FRIQUE, 03.02.2003
L’IVOIRITE OU LES TRAGEDIES D’UNE FATALE AMNESIE *Chronique d’une mort annoncée*analyse de Sidiki Keita
En cette période où sa classe politique joue l’avenir de la Côte d’Ivoire au poker, il me revient une métaphore de l’ancien président guinéen Sékou TOURE, qui disait que tous les peuples disposent, dans leur existence, de trois sacs, à savoir, le sac de piment, de sel et de sucre dont ils vivent selon leur intelligence.
Selon lui, la Côte d’Ivoire a commencé d’emblée par son sac de sucre, et ne disposerait pour l’avenir que du sac de sel, que suivra celui du piment, alors que la Guinée aurait, à l’inverse, commencé par le sac de piment, l’avenir lui réservant de disposer de son sac de sel, puis de sucre.
Nous en souriions alors, mettant ces propos sur le compte de la jalousie d’un homme qui, ayant échoué à faire le bonheur de son peuple, vouait celui des autres aux gémonies.

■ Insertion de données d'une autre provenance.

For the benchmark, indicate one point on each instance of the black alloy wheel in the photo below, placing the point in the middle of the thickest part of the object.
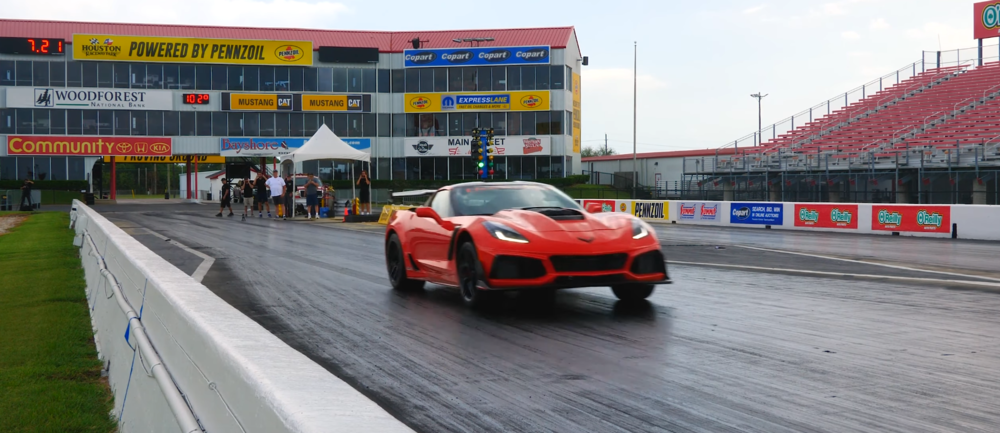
(470, 271)
(633, 292)
(395, 264)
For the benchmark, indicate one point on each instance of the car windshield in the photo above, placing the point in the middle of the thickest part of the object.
(490, 199)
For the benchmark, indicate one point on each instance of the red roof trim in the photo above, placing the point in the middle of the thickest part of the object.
(385, 41)
(671, 154)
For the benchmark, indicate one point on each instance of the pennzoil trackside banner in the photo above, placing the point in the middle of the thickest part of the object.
(479, 56)
(117, 48)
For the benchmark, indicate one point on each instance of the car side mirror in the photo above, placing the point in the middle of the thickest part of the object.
(426, 212)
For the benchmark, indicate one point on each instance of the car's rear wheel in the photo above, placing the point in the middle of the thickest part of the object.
(633, 292)
(395, 264)
(470, 271)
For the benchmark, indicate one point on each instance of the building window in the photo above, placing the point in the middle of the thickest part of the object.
(398, 81)
(281, 83)
(383, 81)
(384, 125)
(309, 78)
(122, 76)
(138, 78)
(23, 74)
(369, 125)
(154, 123)
(40, 74)
(235, 78)
(172, 123)
(7, 73)
(354, 77)
(339, 80)
(139, 122)
(325, 79)
(267, 124)
(281, 125)
(295, 79)
(266, 79)
(514, 78)
(499, 81)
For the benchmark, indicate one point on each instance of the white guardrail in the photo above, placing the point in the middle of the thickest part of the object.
(943, 221)
(180, 359)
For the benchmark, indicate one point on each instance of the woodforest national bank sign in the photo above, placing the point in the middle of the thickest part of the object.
(89, 99)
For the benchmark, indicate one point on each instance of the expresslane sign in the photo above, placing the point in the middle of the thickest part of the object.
(117, 48)
(489, 56)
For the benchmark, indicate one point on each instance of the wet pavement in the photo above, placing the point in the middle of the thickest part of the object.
(720, 350)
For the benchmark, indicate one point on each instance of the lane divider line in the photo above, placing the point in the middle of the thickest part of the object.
(206, 260)
(905, 268)
(839, 274)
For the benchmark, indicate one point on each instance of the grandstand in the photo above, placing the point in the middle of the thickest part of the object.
(933, 137)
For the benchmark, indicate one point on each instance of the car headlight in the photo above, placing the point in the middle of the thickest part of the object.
(504, 233)
(639, 229)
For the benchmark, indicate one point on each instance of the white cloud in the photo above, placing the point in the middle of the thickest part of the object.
(878, 24)
(271, 13)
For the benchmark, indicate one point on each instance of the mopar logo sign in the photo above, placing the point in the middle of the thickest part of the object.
(477, 56)
(757, 213)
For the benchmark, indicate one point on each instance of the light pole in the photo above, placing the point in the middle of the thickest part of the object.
(760, 130)
(635, 105)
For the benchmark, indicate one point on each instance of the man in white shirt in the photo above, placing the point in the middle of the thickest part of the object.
(277, 186)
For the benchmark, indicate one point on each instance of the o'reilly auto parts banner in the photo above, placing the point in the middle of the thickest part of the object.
(512, 145)
(479, 56)
(89, 99)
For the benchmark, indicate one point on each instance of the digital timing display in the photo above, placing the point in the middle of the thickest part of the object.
(31, 46)
(195, 98)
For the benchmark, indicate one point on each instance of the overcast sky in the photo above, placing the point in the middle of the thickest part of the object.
(698, 60)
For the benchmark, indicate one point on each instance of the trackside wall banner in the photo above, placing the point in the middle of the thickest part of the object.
(655, 210)
(756, 213)
(89, 99)
(699, 211)
(986, 19)
(488, 56)
(920, 219)
(18, 145)
(833, 216)
(116, 48)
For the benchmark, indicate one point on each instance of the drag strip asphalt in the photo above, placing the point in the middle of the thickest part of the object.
(720, 350)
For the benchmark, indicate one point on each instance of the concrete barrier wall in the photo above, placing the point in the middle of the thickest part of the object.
(234, 375)
(967, 221)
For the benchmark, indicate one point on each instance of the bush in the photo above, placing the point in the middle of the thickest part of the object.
(47, 185)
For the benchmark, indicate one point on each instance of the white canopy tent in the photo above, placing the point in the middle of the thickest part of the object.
(324, 144)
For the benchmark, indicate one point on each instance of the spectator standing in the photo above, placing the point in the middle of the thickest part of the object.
(289, 195)
(247, 186)
(365, 193)
(226, 198)
(26, 191)
(312, 199)
(277, 187)
(261, 197)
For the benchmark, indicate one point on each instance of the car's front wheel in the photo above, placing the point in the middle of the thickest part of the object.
(470, 271)
(395, 264)
(633, 292)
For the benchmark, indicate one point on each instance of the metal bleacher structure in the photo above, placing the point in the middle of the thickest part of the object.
(931, 137)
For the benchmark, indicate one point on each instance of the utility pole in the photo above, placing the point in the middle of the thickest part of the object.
(635, 112)
(760, 130)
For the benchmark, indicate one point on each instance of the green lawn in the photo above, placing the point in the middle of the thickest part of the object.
(596, 191)
(50, 377)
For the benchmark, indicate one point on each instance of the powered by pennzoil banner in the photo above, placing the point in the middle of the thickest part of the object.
(116, 48)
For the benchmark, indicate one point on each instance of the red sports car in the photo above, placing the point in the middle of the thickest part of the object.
(489, 237)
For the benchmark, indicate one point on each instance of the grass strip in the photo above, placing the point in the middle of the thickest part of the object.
(50, 377)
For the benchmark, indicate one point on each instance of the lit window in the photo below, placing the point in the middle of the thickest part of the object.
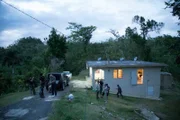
(140, 76)
(117, 73)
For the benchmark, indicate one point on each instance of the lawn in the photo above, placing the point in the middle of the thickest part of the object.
(86, 107)
(81, 75)
(12, 98)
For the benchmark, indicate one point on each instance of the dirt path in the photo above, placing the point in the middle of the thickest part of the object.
(31, 107)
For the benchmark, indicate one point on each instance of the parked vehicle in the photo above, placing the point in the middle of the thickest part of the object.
(61, 80)
(68, 74)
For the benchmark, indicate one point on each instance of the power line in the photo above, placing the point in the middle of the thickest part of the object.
(29, 16)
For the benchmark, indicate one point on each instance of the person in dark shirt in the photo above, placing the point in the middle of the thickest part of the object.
(42, 84)
(108, 90)
(119, 91)
(32, 86)
(101, 87)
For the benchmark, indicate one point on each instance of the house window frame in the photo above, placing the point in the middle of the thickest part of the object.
(118, 73)
(142, 74)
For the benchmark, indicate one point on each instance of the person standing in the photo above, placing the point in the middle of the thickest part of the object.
(97, 90)
(42, 84)
(53, 85)
(101, 87)
(106, 92)
(119, 91)
(32, 86)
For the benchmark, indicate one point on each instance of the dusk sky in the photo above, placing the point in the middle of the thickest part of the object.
(104, 14)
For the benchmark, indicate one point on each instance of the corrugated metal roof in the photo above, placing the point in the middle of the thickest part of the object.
(123, 64)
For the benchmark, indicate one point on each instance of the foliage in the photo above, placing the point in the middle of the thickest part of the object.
(80, 33)
(175, 6)
(57, 44)
(147, 26)
(57, 49)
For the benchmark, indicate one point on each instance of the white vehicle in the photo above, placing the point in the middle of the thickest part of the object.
(68, 74)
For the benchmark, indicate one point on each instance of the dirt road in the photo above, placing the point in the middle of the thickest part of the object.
(31, 107)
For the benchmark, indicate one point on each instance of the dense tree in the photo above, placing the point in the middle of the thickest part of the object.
(57, 47)
(175, 6)
(80, 33)
(147, 26)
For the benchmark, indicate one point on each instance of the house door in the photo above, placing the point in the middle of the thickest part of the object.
(99, 74)
(150, 91)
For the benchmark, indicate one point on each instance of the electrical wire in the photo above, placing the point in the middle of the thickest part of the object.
(30, 16)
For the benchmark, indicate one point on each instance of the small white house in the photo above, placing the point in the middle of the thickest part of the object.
(136, 78)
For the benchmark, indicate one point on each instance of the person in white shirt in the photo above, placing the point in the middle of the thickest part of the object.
(97, 90)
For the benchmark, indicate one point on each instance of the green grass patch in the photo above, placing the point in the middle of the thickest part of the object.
(82, 75)
(12, 98)
(86, 107)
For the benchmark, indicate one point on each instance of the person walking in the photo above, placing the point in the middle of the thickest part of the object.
(101, 86)
(119, 91)
(42, 84)
(106, 92)
(97, 89)
(53, 85)
(32, 86)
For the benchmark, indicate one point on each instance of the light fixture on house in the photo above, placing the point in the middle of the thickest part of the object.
(135, 58)
(121, 59)
(99, 58)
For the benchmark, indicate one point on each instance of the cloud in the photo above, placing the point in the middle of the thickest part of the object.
(8, 36)
(105, 14)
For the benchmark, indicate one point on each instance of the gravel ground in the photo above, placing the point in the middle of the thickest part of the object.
(31, 107)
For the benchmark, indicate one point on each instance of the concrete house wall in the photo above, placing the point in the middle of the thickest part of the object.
(151, 79)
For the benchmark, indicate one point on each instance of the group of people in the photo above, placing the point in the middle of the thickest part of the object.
(51, 82)
(103, 91)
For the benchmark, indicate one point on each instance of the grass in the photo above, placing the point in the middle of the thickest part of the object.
(86, 107)
(81, 75)
(12, 98)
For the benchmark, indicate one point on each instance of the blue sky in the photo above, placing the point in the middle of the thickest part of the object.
(105, 14)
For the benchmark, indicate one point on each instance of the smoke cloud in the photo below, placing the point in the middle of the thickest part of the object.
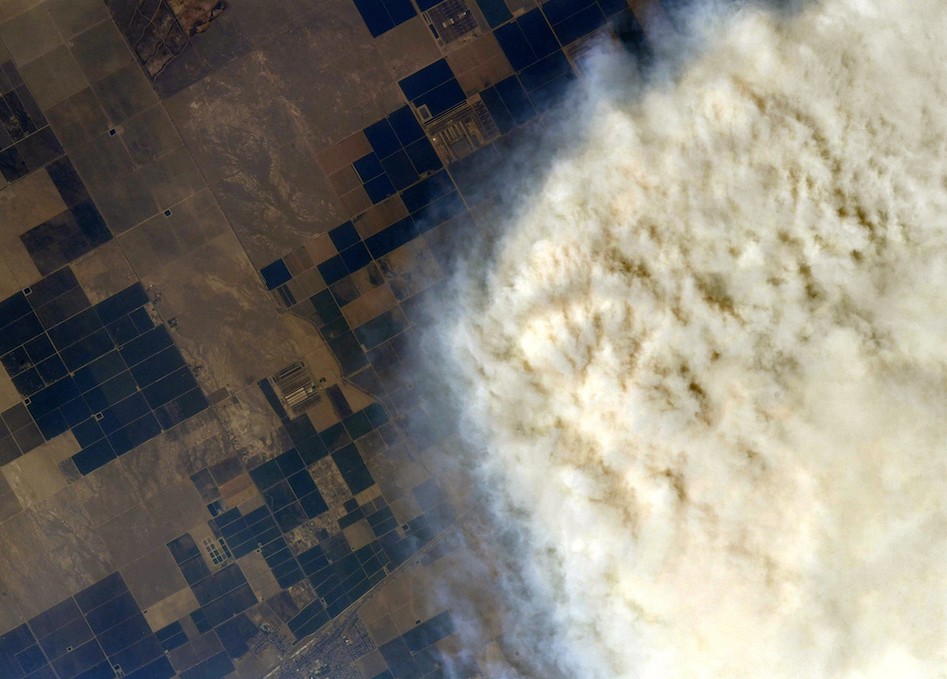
(707, 361)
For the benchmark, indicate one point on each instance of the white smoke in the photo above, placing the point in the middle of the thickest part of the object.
(709, 360)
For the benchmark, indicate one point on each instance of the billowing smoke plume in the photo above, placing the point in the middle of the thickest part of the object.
(709, 360)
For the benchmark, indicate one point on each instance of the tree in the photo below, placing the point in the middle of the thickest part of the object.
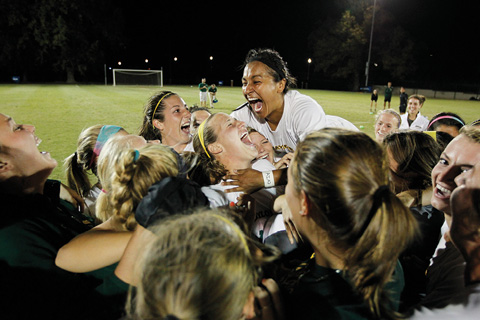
(340, 43)
(68, 36)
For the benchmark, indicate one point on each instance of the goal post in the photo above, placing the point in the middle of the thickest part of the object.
(138, 77)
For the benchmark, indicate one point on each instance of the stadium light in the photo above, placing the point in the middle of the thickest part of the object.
(370, 46)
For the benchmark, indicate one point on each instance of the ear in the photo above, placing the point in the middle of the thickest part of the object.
(304, 204)
(5, 166)
(158, 124)
(281, 85)
(215, 148)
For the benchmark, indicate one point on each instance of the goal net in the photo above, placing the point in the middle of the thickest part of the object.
(138, 77)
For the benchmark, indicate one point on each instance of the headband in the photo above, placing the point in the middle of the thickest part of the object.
(200, 136)
(158, 103)
(105, 133)
(446, 117)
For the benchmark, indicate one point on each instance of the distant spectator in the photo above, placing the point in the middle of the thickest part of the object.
(448, 122)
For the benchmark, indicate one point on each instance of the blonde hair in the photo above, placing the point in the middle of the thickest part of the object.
(125, 178)
(198, 266)
(345, 176)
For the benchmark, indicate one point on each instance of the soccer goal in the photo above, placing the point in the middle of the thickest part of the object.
(138, 77)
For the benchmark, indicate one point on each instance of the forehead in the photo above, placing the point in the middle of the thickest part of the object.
(387, 117)
(256, 68)
(174, 101)
(463, 150)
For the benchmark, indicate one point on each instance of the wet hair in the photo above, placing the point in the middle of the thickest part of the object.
(80, 165)
(154, 109)
(276, 64)
(416, 154)
(344, 175)
(126, 174)
(208, 274)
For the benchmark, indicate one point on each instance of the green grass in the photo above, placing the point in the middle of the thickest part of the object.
(61, 112)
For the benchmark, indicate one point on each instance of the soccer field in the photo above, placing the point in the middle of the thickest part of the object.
(61, 112)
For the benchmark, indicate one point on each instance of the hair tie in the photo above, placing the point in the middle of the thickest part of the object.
(158, 103)
(446, 117)
(105, 133)
(200, 136)
(136, 156)
(379, 194)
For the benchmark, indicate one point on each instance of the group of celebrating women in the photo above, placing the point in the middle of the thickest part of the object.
(276, 211)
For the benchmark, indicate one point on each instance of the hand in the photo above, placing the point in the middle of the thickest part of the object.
(268, 302)
(280, 205)
(285, 161)
(246, 207)
(245, 180)
(72, 196)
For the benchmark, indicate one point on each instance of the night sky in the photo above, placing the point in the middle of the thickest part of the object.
(226, 30)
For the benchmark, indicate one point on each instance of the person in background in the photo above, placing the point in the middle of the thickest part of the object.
(212, 94)
(166, 118)
(413, 119)
(386, 121)
(448, 122)
(198, 115)
(341, 204)
(402, 108)
(388, 95)
(373, 101)
(203, 87)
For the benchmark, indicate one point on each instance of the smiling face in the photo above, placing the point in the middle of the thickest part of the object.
(233, 147)
(461, 154)
(264, 147)
(264, 95)
(19, 155)
(414, 106)
(385, 124)
(175, 128)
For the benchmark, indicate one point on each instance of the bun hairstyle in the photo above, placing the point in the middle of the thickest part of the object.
(275, 62)
(344, 174)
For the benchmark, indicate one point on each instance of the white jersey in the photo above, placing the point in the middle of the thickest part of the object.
(264, 198)
(301, 115)
(419, 124)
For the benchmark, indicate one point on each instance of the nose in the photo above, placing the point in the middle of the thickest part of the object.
(29, 127)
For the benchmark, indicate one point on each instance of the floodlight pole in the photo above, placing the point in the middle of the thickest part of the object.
(367, 67)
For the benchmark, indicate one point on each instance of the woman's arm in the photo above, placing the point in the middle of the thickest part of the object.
(94, 249)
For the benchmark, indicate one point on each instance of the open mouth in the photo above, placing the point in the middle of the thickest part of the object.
(185, 128)
(256, 104)
(442, 193)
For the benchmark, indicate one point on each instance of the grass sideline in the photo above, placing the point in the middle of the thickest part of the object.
(61, 112)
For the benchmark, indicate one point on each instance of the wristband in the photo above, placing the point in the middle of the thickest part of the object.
(268, 179)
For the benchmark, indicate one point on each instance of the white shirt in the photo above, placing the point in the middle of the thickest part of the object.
(419, 124)
(301, 115)
(264, 198)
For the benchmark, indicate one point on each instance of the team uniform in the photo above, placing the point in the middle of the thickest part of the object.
(301, 115)
(419, 124)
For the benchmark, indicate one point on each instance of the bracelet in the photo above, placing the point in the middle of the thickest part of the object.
(268, 179)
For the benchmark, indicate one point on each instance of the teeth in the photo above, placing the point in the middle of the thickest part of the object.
(444, 190)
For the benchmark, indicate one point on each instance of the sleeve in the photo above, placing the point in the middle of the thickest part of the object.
(308, 116)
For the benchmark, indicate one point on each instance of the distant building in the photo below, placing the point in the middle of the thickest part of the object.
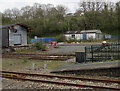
(13, 34)
(84, 35)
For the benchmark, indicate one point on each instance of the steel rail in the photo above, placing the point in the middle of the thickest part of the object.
(63, 83)
(66, 77)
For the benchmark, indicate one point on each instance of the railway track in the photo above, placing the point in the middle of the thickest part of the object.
(27, 77)
(39, 56)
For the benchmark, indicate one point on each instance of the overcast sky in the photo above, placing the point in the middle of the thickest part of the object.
(71, 4)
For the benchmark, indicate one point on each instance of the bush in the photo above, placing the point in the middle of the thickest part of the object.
(39, 46)
(60, 38)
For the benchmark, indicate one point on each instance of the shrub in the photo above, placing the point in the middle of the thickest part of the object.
(39, 46)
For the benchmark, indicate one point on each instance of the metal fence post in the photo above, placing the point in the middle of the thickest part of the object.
(92, 52)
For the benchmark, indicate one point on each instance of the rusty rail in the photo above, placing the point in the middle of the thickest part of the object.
(66, 77)
(62, 83)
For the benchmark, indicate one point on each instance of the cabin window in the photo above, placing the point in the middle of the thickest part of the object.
(73, 36)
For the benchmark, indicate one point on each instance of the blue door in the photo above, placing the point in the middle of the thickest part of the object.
(84, 36)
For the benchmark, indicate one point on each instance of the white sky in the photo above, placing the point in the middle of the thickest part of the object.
(71, 4)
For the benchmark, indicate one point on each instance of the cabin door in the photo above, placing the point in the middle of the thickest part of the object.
(17, 39)
(84, 36)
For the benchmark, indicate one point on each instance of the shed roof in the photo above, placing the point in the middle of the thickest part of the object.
(91, 31)
(72, 32)
(12, 25)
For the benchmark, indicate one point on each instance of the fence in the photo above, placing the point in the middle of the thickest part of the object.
(103, 52)
(43, 39)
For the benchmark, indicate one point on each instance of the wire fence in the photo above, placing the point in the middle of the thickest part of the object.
(103, 52)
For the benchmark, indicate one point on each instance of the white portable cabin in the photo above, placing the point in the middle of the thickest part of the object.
(14, 34)
(84, 35)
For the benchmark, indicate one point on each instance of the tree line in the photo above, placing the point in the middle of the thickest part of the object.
(47, 20)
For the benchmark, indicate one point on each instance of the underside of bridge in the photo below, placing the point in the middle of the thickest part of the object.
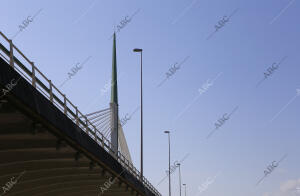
(45, 153)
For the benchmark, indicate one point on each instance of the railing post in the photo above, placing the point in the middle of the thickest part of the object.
(65, 105)
(51, 92)
(102, 140)
(77, 122)
(11, 53)
(33, 75)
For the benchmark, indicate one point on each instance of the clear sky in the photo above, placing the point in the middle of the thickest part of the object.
(264, 123)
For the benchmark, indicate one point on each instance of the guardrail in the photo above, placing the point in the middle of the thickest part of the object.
(65, 105)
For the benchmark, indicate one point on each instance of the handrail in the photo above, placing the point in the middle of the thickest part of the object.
(64, 105)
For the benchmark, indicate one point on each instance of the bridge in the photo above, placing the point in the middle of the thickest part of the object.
(48, 147)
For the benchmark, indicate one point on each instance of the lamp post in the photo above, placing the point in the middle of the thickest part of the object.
(168, 132)
(178, 164)
(184, 188)
(141, 51)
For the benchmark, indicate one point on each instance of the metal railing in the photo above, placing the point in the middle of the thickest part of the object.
(65, 105)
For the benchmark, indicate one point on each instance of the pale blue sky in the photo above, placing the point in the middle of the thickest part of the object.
(260, 33)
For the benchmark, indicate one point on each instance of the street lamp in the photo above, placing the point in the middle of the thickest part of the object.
(184, 188)
(168, 132)
(141, 51)
(178, 164)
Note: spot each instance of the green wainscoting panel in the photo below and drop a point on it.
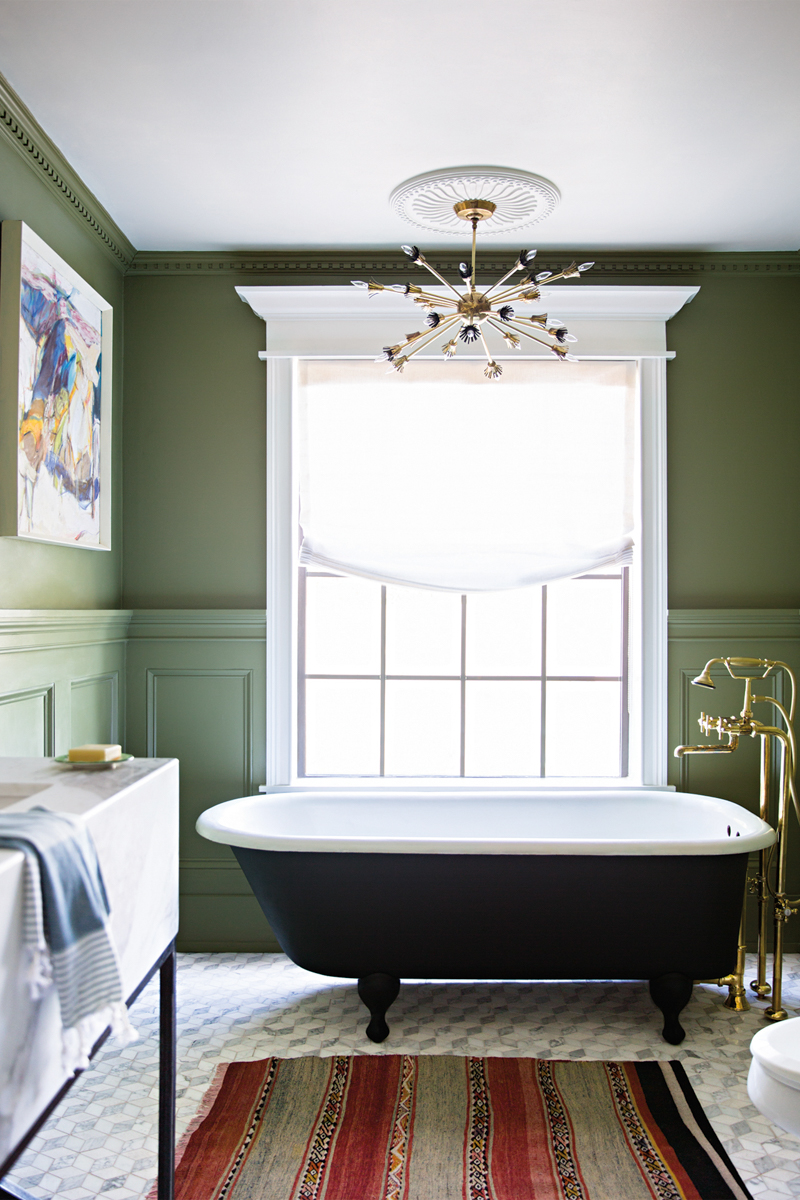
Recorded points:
(26, 723)
(94, 709)
(697, 635)
(196, 691)
(61, 676)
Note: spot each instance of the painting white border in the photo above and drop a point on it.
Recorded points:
(14, 233)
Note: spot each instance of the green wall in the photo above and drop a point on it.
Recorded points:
(734, 447)
(194, 438)
(38, 576)
(194, 489)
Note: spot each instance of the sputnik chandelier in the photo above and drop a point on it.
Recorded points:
(509, 199)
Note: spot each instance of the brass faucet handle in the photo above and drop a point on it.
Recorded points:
(710, 725)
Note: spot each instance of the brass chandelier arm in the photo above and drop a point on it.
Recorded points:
(512, 293)
(519, 329)
(433, 300)
(423, 340)
(423, 262)
(500, 282)
(488, 353)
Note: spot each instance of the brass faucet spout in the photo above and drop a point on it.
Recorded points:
(679, 751)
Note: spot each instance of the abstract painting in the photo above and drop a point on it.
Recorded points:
(54, 397)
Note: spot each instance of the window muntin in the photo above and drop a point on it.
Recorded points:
(402, 682)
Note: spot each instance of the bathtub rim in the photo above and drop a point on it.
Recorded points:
(216, 825)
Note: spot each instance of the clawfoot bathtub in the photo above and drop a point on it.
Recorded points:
(525, 885)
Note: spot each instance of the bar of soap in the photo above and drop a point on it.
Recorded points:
(95, 753)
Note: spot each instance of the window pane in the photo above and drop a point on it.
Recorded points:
(504, 633)
(342, 625)
(582, 729)
(342, 727)
(584, 627)
(422, 631)
(503, 730)
(422, 727)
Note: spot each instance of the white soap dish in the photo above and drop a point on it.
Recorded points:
(91, 766)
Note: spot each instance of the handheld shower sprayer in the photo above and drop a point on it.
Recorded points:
(733, 727)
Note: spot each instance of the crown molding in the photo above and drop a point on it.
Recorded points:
(20, 129)
(241, 624)
(320, 267)
(687, 624)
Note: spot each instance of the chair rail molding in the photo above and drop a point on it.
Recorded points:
(245, 624)
(48, 629)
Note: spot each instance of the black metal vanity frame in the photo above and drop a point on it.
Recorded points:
(167, 1069)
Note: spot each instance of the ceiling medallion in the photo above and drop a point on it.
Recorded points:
(505, 201)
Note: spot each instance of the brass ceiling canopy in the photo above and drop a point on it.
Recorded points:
(504, 199)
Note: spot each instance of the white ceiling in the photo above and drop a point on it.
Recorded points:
(253, 124)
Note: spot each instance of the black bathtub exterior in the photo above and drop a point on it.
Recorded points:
(503, 916)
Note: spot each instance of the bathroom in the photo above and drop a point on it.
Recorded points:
(176, 610)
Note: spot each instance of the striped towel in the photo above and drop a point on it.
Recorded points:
(65, 928)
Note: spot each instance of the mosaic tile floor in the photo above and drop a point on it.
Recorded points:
(102, 1140)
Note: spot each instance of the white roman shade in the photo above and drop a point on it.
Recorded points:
(440, 479)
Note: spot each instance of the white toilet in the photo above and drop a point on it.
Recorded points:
(774, 1079)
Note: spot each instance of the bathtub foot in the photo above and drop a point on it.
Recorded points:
(378, 991)
(672, 993)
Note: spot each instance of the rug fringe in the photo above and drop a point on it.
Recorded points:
(206, 1104)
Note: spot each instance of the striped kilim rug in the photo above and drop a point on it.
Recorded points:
(395, 1127)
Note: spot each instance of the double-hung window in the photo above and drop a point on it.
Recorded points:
(467, 580)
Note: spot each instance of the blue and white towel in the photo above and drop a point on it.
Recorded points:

Mais aujourd’hui hélas, force nous est de reconnaître que ce furent des paroles prophétiques, au grand dam de tous ceux qui aiment la Côte d’Ivoire ou espèrent en un meilleur devenir pour l’Afrique.
La Côte d’Ivoire de ces espérances là est défunte, tuée par le poison instillé par l’ivoirité, que l’aveuglement et le goût immodéré d’un pouvoir que d’aucuns voulaient s’arroger à tout prix, quitte à fracturer le pays entre nord et sud, entre musulmans et chrétiens, en utilisant les démons de la division, de la haine et de l’exclusion.
Laurent GBAGBO, qui exploite aujourd’hui à fond le capital de haine et de bêtise que lui a laissé Henri KONAN BEDIE aurait tort d’oublier le tribut que doit « son » pays aux « nordistes ivoiriens» et à l’ensemble de la sous-région, notamment au Burkina-Faso.
Se souvient-il qu’au lendemain de la deuxième guerre mondiale, conscient du potentiel agraire de son pays, Félix HOUPHOUET-BOIGNY, alors président du syndicat agricole de Côte d’Ivoire, se rendit en négociations auprès du chef traditionnel des Mossis, le MORHO NABA, afin qu’il l’assistas dans la mobilisation de bras valides pour permettre l’accroissement des revenus des planteurs ivoiriens.
Le NABA, accédant à la requête du leader syndical de l’époque, déclencha la mobilisation générale de ses sujets qu’il déversa par camionnées entières dans la boucle du cacao.
La tradition de l’immigration des burkinabés - on disait alors « voltaïques » - en Côte d’Ivoire était née.
Ce flux immigratoire féconda la Côte d’Ivoire, créant les ressources dont la judicieuse exploitation, associée à la volonté Gaullienne d’en faire une vitrine pour, entre autres, narguer la rebelle Guinée, enfanta du miracle ivoirien qui n’est plus qu’un souvenir.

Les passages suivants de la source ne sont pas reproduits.